Inetsat: The importance of saying NO

Uruguay entrepreneur

“When it comes to creating a TV network, there are three core costs: the cost to license the content, internal operational costs and distribution costs,” says Pablo Salomon, CEO and Co-Founder of Inetsat in Montevideo, Uruguay. “The traditional method of distributing content via satellite is a huge cost for a TV network (typically $20,000 USD per channel per month). That’s where Inetsat can make a huge impact.” Instead of using satellites, Inetsat allows TV networks to deliver channels to cable operators over a low bandwidth internet connections, ultimately saving TV networks 5-10 times the cost. “That’s our initial value proposition.” Inetsat can also help smaller channels launch who can’t coudn’t afford to utilize satellite technology, while also providing primary or disaster recovery channel playout and distribution for other networks.


Despite cable operators being what is considered a dyeing industry, Fortune Magazine named Inetsat as one of the top 10 most innovative Latin American firms in 2013. “Yes we are serving a dying industry, but that’s playing to our favor for now,” states Pablo. TV networks are being pressured to cut costs to compete with Netflix and other OTT offerings and Inetsat can be the tool for traditional TV Cable distribution to compete. “You also have to keep in mind that cable subscribers are still increasing, especially in the developing world. It’s going to take a generational change for the clock to turn in the industry and for cable to start disappearing. By then, we’ll be doing something even more fun.”

Pablo isn’t new to building companies. By age ten, he started developing his first software programs and by 13, started selling it. At age 23 in 1999, he started his first official tech company – a social media business that eventually pivoted and became an instant messaging producer for third party portals. In 2009, the company was acquired by a publicly traded company from India.

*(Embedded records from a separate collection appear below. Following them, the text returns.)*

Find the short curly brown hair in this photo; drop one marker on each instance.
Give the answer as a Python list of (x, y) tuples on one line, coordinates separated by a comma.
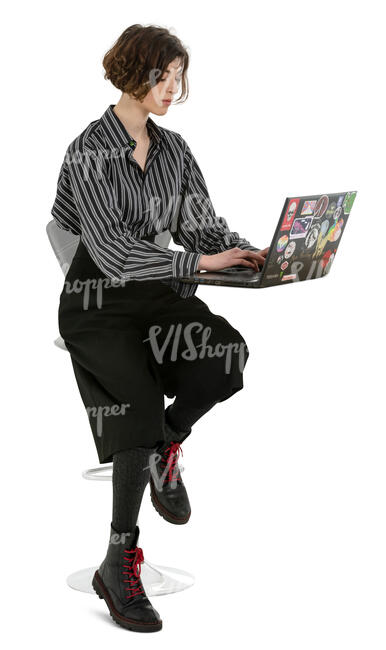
[(140, 57)]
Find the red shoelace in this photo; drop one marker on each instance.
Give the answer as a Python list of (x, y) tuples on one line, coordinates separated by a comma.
[(170, 458), (134, 558)]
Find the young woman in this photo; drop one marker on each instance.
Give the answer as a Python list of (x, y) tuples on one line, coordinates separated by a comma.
[(134, 331)]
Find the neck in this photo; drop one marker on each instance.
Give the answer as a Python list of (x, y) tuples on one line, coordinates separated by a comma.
[(133, 116)]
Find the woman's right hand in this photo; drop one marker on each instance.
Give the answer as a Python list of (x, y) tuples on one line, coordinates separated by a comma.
[(232, 257)]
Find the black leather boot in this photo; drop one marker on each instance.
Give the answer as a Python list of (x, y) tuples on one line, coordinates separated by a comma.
[(118, 581), (167, 490)]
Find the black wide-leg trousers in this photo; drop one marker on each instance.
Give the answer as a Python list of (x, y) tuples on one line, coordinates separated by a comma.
[(131, 343)]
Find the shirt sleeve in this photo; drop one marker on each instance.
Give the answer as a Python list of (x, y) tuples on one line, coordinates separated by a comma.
[(198, 228), (104, 231)]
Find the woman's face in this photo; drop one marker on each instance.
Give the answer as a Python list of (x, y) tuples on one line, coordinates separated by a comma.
[(160, 96)]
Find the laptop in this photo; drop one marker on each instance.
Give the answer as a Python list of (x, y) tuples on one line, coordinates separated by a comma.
[(303, 247)]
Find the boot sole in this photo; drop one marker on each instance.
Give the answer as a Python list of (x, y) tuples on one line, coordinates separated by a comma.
[(168, 516), (127, 623)]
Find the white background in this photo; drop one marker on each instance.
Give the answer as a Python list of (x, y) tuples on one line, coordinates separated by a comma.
[(287, 479)]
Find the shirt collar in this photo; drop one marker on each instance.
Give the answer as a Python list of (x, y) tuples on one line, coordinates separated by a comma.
[(116, 134)]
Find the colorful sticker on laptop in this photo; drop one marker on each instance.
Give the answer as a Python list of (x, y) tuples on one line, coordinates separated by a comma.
[(312, 236), (300, 227), (348, 202), (308, 208), (321, 206), (290, 249), (324, 227), (282, 243), (335, 230), (290, 214)]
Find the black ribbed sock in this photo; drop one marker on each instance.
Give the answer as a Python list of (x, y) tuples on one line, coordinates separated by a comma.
[(131, 474)]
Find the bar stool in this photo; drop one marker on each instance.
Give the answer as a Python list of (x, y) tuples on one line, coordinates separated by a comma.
[(157, 580)]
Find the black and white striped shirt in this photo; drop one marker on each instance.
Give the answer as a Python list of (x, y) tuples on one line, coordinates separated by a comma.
[(104, 196)]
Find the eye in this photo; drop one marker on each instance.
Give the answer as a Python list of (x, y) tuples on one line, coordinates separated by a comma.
[(177, 80)]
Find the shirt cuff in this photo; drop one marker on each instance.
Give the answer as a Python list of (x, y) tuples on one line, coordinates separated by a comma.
[(184, 263)]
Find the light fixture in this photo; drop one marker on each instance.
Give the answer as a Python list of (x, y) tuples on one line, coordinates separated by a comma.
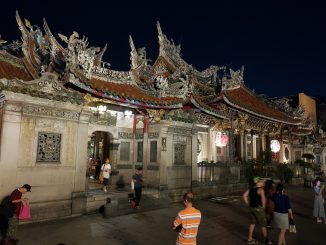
[(221, 139), (275, 146), (101, 109)]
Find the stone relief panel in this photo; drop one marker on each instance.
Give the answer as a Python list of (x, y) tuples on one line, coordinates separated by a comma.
[(27, 144), (48, 147), (47, 111), (153, 135), (126, 135), (69, 144), (49, 125), (179, 153), (163, 144), (179, 138)]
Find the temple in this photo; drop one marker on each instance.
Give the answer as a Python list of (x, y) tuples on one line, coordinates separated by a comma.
[(61, 104)]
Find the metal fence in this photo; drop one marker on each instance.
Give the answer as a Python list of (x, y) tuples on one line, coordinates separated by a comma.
[(219, 173), (211, 173)]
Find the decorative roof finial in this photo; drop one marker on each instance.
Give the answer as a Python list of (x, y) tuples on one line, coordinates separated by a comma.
[(133, 54)]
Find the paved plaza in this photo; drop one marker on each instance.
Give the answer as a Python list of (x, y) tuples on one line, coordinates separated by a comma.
[(224, 221)]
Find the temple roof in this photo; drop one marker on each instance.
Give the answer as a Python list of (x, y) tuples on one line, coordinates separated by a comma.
[(169, 83), (244, 100), (12, 68)]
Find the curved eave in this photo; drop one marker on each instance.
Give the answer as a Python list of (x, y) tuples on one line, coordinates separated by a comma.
[(301, 131), (196, 104), (274, 115), (124, 99)]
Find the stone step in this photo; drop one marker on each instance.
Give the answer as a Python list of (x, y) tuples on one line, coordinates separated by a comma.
[(122, 206)]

“The way I approached my second tech startup was completely different than the first,” explains Pablo. “I learned a lot of things from that first startup. Especially, that forming a business is a long-term commitment. I spent a year researching and tweaking the business concept behind Inetsat before jumping into it.” Pablo cautions would-be-entrepreneurs to be aware of the needed research period before launching a startup. “Entrepreneurs need to recognize that there is a needed period of time where they are validating the idea – a period where your idea matures. They should speak with potential customers and investors about the concept and take into account their advice.”

A second piece of advice Pablo offers is, “the importance of being able to say no. Many entrepreneurs say yes to sales they shouldn’t take on. When you deviate from your business, you lose focus and that can be dangerous to the startup.”